- VCD cover
- Directed by: S. Narayan
- Written by: S. Narayan
- Starring: Sunad Raj Vijayashree
- Cinematography: P. K. H. Das
- Edited by: T. Shashikumar
- Music by: Hamsalekha
- Production company: Swathi Movies
- Release date: 10 June 1994;
- Country: India
- Language: Kannada

= Megha Maale =

Megha Maale is a 1994 Indian Kannada-language romantic family drama film directed by S. Narayan. The film stars newcomer Sunad Raj and Vijayashree. The film was a box office success.

== Production ==
Raghavendra made his debut with this film and was credited as Sunad Raj to avoid being confused with Raghavendra Rajkumar. Dr.
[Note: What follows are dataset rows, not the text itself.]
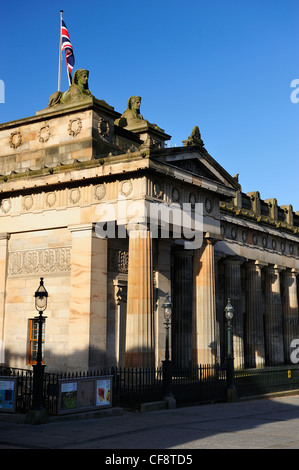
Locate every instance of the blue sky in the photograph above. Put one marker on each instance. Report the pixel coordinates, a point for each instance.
(224, 65)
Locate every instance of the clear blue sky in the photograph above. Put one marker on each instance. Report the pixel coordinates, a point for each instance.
(224, 65)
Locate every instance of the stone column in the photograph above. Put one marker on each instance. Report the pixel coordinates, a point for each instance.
(4, 237)
(204, 347)
(232, 289)
(163, 286)
(273, 317)
(290, 311)
(254, 324)
(182, 309)
(88, 304)
(139, 332)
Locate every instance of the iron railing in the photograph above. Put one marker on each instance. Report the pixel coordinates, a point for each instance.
(132, 387)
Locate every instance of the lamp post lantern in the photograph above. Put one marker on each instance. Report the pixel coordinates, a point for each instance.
(167, 364)
(231, 390)
(41, 299)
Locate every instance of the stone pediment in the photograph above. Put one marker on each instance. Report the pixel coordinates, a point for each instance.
(198, 163)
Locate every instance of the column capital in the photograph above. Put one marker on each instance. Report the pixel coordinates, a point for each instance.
(210, 238)
(255, 264)
(275, 267)
(234, 260)
(4, 236)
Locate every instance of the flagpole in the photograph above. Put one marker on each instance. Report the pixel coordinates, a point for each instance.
(60, 44)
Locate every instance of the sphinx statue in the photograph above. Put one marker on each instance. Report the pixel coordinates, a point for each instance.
(194, 138)
(132, 114)
(76, 92)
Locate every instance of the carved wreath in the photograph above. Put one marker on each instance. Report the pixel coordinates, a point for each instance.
(15, 139)
(103, 128)
(75, 126)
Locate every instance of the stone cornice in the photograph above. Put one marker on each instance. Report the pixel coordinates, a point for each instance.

Rajkumar closed the clapperboard for the muhurat shot.

== Soundtrack ==
The music was composed by Hamsalekha. Dr. Rajkumar sang the title song, and the music was well received.

Track listing
| No. | Title | Singer(s) | Length |
|---|---|---|---|
| 1. | "Bhoodevigindu" | S. P. Balasubrahmanyam, Latha Hamsalekha | 4:43 |
| 2. | "Om Pratham Om" | S. P. Balasubrahmanyam, K. S. Chithra | 5:01 |
| 3. | "Ghamaka" | S. P. Balasubrahmanyam, S. Janaki | 4:41 |
| 4. | "Ondu Hudugi Nodde Kano" | S. P. Balasubrahmanyam | 4:47 |
| 5. | "Megha Maale" | Dr. Rajkumar | 5:05 |
| 6. | "Ivalu Hetthavalu" | S. P. Balasubrahmanyam | 5:12 |
| 7. | "Megha Maale (Female version)" | K. S. Chithra | 5:05 |
| Total length: |  |  | 34:34 |

== Reception ==
In 2023, a writer from Hindustan Times wrote that "The film Megha Maale won the hearts of moviegoers with its screenplay and songs and will never be forgotten. Though the hero and heroine of this film are newcomers, the onscreen chemistry was well worked out".